If asked about scale, mention Maglev or jump consistent hash. They are the modern follow-ups for high-QPS load balancing and grow-only workloads.

Common Mistakes

Pitfalls to avoid in interviews

Forgetting virtual nodes

Vanilla consistent hashing without vnodes has wildly imbalanced load, especially at small N. Production deployments use 100-256 vnodes per physical node to bring the variance down to a few percent.

Confusing consistent hashing with sticky sessions

Consistent hashing is a way to map keys to nodes deterministically. Sticky sessions is a load-balancer feature that routes a client to the same backend. They are related (sticky sessions often use consistent hashing under the hood) but not the same concept.

Using it for range queries

Consistent hashing distributes keys uniformly across nodes by hash, which destroys range locality. If your workload includes range scans (timestamp, alphabetical), use range partitioning instead. Cassandra offers both: hash-partitioned by default, with optional ordered partitioner for range queries.

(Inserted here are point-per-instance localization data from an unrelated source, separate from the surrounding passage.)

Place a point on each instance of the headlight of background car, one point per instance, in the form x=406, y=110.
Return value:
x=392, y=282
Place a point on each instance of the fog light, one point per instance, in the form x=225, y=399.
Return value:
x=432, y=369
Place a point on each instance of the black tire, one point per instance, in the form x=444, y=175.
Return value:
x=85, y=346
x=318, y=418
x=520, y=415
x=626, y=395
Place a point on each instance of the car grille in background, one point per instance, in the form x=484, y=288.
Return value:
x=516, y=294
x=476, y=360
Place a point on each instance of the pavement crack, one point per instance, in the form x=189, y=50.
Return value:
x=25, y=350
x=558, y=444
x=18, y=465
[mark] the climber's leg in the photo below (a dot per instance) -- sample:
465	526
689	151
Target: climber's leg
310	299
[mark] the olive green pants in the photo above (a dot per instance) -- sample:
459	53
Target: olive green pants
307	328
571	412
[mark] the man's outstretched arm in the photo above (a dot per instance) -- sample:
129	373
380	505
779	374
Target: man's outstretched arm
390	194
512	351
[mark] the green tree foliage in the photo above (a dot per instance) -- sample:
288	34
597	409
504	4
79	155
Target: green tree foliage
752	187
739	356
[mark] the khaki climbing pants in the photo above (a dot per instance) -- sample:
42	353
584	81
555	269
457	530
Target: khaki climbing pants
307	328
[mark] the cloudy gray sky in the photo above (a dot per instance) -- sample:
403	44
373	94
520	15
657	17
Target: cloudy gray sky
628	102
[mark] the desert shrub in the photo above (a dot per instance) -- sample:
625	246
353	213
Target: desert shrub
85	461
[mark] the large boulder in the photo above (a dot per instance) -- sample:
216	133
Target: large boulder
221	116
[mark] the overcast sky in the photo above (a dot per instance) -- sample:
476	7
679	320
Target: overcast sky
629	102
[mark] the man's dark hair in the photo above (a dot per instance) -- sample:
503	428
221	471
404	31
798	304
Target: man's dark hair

Picking the wrong hash function

CRC32 has poor distribution above 10K keys; cryptographic hashes are slow. The production sweet spot is MurmurHash3 or xxHash: fast (~10 ns) and well-distributed. Cassandra defaults to Murmur3.

Ignoring replication topology

Naively walking clockwise N times can place all replicas on adjacent vnodes - which might all be in the same rack or AZ. Production systems add a constraint that no two replicas of the same key live in the same failure domain (rack-aware, AZ-aware placement).